21 Bi vnnoblei Y seie, as if we weren sike in this parti. In what thing ony man dar, in vnwisdom Y seie, and Y dar.
Ik moet het tot mijn schande bekennen: daartoe zijn wij te zwak geweest! Maar voor de rest—ik spreek in onverstand wat een ander aandurft, dat durf ik ook.
22 Thei ben Ebrewis, and Y; thei ben Israelitis, and Y; thei ben the seed of Abraham, and Y;
Zij zijn Hebreën? Ik ook. Zij zijn Israëlieten? Ik ook. Zij zijn Abrahams zaad? Ik ook.
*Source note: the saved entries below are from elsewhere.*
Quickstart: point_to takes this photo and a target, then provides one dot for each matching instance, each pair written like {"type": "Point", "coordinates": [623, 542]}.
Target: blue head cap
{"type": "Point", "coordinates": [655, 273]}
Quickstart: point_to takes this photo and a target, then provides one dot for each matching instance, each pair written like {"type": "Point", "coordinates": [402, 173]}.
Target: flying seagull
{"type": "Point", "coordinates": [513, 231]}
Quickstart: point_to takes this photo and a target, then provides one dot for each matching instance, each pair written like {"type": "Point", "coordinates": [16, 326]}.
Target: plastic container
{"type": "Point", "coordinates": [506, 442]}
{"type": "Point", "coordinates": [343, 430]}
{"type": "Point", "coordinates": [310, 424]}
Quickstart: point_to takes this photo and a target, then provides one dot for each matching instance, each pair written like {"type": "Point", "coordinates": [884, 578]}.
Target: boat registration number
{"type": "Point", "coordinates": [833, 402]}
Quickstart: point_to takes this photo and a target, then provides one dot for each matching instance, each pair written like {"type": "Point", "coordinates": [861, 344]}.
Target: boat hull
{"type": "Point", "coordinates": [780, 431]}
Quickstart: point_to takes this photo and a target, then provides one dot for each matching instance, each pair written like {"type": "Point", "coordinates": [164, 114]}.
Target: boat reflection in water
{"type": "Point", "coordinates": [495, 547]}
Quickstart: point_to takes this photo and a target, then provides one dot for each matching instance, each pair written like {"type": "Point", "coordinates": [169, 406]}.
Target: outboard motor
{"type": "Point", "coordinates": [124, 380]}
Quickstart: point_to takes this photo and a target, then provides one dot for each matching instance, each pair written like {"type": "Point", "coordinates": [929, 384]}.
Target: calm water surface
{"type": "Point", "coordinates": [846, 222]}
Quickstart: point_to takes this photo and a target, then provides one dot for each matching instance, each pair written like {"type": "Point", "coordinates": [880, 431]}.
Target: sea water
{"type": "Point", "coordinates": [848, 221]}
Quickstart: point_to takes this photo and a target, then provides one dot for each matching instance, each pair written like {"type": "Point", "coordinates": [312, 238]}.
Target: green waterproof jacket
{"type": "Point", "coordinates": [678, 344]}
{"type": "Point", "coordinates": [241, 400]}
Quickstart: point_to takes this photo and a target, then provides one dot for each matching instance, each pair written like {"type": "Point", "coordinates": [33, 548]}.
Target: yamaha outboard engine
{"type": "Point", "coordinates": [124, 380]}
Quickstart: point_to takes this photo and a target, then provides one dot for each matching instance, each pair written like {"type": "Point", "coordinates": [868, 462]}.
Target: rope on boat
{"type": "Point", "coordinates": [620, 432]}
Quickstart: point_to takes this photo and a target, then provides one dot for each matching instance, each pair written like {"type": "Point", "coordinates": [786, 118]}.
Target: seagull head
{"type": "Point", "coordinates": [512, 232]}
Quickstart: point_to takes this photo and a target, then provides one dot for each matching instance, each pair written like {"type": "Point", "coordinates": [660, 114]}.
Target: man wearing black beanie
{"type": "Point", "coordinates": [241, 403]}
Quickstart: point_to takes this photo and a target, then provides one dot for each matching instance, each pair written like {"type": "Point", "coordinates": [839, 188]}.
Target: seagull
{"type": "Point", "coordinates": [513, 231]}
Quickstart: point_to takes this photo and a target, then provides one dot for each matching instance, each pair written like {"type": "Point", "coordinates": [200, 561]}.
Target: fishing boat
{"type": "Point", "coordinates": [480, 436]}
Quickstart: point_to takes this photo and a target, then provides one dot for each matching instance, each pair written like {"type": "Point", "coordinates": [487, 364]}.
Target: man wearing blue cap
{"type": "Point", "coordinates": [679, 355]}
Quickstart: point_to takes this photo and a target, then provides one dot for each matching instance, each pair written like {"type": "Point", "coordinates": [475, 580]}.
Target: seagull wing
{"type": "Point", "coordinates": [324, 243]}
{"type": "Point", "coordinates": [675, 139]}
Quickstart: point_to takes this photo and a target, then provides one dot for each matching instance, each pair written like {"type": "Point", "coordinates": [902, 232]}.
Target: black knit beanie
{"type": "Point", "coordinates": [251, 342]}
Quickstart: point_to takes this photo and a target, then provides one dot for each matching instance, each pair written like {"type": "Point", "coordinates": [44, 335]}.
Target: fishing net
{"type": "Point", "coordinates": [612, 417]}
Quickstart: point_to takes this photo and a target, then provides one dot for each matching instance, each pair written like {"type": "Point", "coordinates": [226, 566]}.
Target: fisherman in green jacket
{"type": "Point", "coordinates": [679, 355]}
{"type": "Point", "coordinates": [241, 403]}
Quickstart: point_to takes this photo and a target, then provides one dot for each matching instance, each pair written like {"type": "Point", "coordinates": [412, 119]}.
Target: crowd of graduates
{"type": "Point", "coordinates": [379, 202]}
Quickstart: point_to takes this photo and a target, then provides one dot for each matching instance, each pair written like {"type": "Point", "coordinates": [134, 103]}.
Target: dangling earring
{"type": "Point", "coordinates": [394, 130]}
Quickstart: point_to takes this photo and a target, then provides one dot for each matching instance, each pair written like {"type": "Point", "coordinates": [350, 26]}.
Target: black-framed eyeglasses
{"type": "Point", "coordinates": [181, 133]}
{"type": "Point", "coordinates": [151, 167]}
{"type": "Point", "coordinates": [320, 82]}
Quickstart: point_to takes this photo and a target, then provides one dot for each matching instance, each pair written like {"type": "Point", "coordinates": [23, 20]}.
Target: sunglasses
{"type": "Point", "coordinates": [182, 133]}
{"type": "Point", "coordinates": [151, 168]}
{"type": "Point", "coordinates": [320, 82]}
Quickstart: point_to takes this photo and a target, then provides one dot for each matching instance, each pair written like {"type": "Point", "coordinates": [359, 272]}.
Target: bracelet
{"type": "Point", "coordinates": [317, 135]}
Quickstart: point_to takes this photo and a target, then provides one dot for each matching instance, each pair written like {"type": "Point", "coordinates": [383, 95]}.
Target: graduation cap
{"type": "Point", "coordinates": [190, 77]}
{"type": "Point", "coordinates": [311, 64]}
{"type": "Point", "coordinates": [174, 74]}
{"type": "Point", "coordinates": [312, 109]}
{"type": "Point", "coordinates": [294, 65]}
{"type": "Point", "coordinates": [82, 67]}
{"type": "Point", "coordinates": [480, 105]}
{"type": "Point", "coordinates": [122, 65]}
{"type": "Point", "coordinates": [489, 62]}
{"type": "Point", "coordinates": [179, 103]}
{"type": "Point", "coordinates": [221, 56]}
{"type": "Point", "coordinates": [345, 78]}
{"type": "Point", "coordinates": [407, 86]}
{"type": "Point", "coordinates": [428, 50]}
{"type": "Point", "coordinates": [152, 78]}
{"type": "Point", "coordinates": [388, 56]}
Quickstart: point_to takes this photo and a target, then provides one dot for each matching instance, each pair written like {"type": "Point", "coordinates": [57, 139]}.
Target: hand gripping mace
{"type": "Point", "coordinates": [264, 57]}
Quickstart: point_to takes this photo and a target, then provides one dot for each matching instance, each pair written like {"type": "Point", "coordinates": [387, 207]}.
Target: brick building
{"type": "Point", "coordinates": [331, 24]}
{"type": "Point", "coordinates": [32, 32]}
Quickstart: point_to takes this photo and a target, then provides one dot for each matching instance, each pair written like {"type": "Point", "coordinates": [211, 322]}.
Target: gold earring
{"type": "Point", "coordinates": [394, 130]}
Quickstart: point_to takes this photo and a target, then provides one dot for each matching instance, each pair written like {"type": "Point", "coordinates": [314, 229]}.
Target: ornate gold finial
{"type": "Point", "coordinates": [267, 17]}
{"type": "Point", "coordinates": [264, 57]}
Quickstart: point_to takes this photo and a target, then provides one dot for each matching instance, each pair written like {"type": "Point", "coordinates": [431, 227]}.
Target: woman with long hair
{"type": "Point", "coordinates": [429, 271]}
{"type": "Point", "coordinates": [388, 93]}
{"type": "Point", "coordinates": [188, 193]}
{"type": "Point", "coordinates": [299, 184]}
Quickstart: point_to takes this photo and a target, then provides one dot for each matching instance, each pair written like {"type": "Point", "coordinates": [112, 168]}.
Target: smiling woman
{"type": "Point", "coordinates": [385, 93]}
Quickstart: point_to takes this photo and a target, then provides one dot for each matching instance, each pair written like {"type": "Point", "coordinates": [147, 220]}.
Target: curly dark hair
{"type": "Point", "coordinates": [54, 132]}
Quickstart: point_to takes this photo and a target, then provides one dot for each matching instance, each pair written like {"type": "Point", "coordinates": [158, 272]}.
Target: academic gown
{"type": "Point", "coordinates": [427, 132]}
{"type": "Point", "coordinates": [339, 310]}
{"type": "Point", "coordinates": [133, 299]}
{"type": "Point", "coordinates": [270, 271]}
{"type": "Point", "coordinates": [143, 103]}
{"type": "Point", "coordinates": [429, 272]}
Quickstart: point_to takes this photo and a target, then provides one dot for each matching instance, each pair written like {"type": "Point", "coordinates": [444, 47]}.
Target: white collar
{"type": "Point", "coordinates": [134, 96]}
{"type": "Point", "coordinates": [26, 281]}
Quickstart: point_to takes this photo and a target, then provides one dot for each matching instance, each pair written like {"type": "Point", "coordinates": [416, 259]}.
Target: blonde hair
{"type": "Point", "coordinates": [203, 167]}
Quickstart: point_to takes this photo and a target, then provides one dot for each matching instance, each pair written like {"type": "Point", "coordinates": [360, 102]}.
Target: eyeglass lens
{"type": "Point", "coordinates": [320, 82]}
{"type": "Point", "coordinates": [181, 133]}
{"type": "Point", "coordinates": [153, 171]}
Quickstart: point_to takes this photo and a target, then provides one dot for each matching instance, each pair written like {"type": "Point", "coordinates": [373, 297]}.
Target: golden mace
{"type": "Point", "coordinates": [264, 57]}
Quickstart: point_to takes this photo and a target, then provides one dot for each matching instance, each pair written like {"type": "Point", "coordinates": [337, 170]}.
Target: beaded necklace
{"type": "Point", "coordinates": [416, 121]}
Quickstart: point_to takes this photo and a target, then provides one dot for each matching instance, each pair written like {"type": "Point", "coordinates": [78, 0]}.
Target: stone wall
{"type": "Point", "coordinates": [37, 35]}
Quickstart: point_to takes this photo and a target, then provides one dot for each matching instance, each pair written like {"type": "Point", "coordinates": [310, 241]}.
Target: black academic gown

23 thei ben the mynystris of Crist, and Y. As lesse wise Y seie, Y more; in ful many trauelis, in prisouns more plenteuousli, in woundis aboue maner, in deethis ofte tymes.
Zij zijn dienaars van Christus? Ik spreek als een onwijze: Ik veel meer; in zwoegen veel meer, in gevangenschappen veel meer, in slagen overvloedig, in doodsgevaren heel vaak.
24 Y resseyuede of the Jewis fyue sithis fourti strokis oon lesse;
Van de Joden kreeg ik vijfmaal de veertig min één;
25 thries Y was betun with yerdis, onys Y was stonyd, thries Y was at shipbreche, a nyyt and a dai Y was in the depnesse of the see;
driemaal ben ik met de roede gegeseld; ééns gestenigd; driemaal heb ik schipbreuk geleden; ééns een heel etmaal rondgezwalkt in het holle der zee.
26 in weies ofte, in perelis of floodis, in perelis of theues, in perelis of kyn, in perelis of hethene men, in perelis in citee, in perelis in desert, in perelis in the see, in perelis among false britheren, in trauel and nedynesse,
Op zwerftochten menigmaal, in gevaren van rivieren, gevaren van rovers, gevaren van eigen volk, gevaren van heidenen, gevaren in de stad, gevaren in de woestijn, gevaren op zee, gevaren onder valse broeders.
27 in many wakyngis, in hungur, in thirst, in many fastyngis, in coold and nakidnesse.
Onder arbeid en zwoegen vaak zonder slaap, in honger en dorst, in vasten dikwijls, in koude en naaktheid.
28 Withouten tho thingis that ben withoutforth, myn ech daies trauelyng is the bisynesse of alle chirchis.
En behalve de rest, de toeloop nog, dag in, dag uit; de zorg voor alle kerken.
29 Who is sijk, and Y am not sijk? who is sclaundrid, and Y am not brent?
Wie is er zwak, en ik voel me niet zwak? Wie ondervindt ergernis, en ik gloei niet van toorn?
30 If it bihoueth to glorie, Y schal glorie in tho thingis that ben of myn infirmyte.
Moet er geroemd worden, dan wil ik op mijn zwakheid gaan roemen.
31 God and the fadir of oure Lord Jhesu Crist, that is blessid in to worldis, woot that Y lie not. (aiōn )
Ik lieg niet; dat weet de God en Vader van den Heer Jesus, in eeuwigheid geprezen. (aiōn )
32 The preuost of Damask, of the kyng of the folk Arethe, kepte the citee of Damascenes to take me;
Toen ik in Damascus was, liet de stadhouder van koning Aretas de stad der Damascenen bewaken, om zich van me meester te maken;
33 and bi a wyndow in a leep Y was latun doun bi the wal, and so Y ascapide hise hondis.
maar door een venster werd ik in een mand over de muur naar beneden gelaten, en zó ontkwam ik aan zijn handen.